What makes Sami special is her charm, zen like calmness and down to earth attitude. She has a lot of substance behind her social media and blogging success. If I could sum it up, this young lady has a very clear message...to always have the courage to put your very OWN best foot forward. Her positive attitude and genuine passion for a healthy holistic lifestyle comes comes across in her Instagram posts and blog feeds. They are sensible, educational and yet full of youthful enthusiasm.
Here is our Q and A with Sami. The first question relates to her teens and early 20s where she; like so many girls of that age, went through a self-esteem roller coaster ride.
Orli: Your journey has been amazing and it is a well trodden path of so many young girls in this day and age. What practical advice would you give young girls around valuing their self worth?

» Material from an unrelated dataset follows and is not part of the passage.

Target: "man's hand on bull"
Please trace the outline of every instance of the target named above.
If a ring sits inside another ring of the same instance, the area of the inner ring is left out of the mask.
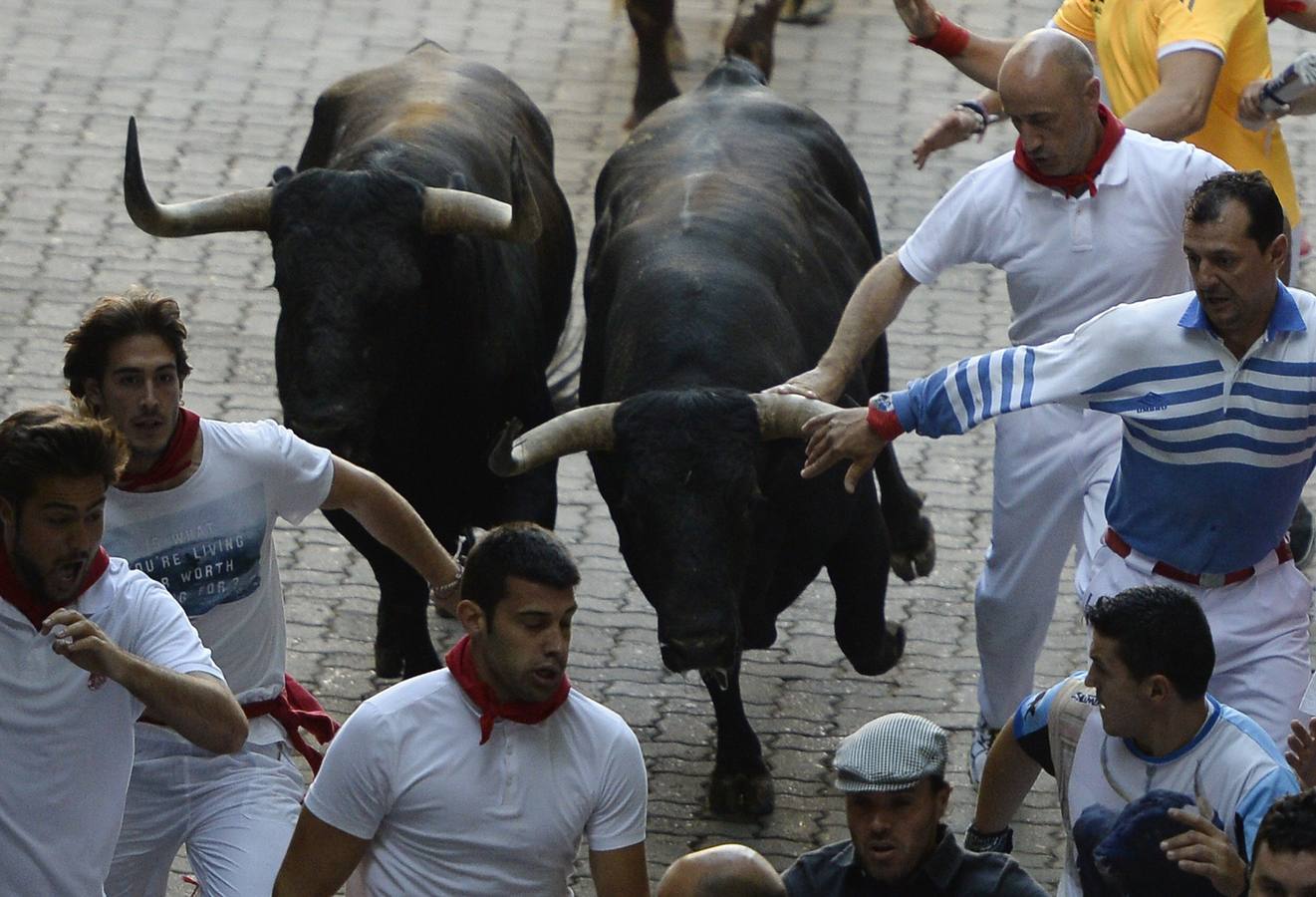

Sami: I think it is important to become really self-aware. Don't try to suppress feelings of hurt or inadequacy. This will help you identify those destructive thought patterns when they creep up, and will give you the strength to overcome them. When we are in tune with ourselves we can help ourselves. Drown out negative emotions by focusing on a part of yourself – physical, emotional, intellectual – that you are proud of. How lucky you are to have that quality! Release the expectation of perfection. With social media consuming us, it is extremely important to keep perspective… everyone is going through their own stuff, so stop comparing your “behind the scenes” to someone else's “highlight reel”. Make choices with health in mind. Choose to eat well, move often, think positive because you love yourself enough to honour your body. Don't do it to fit in or to fit a dress. When you make decisions out of love for yourself, you are acknowledging that you are worthy.
Orli: What’s are key differences between a health coach and a nutritionist?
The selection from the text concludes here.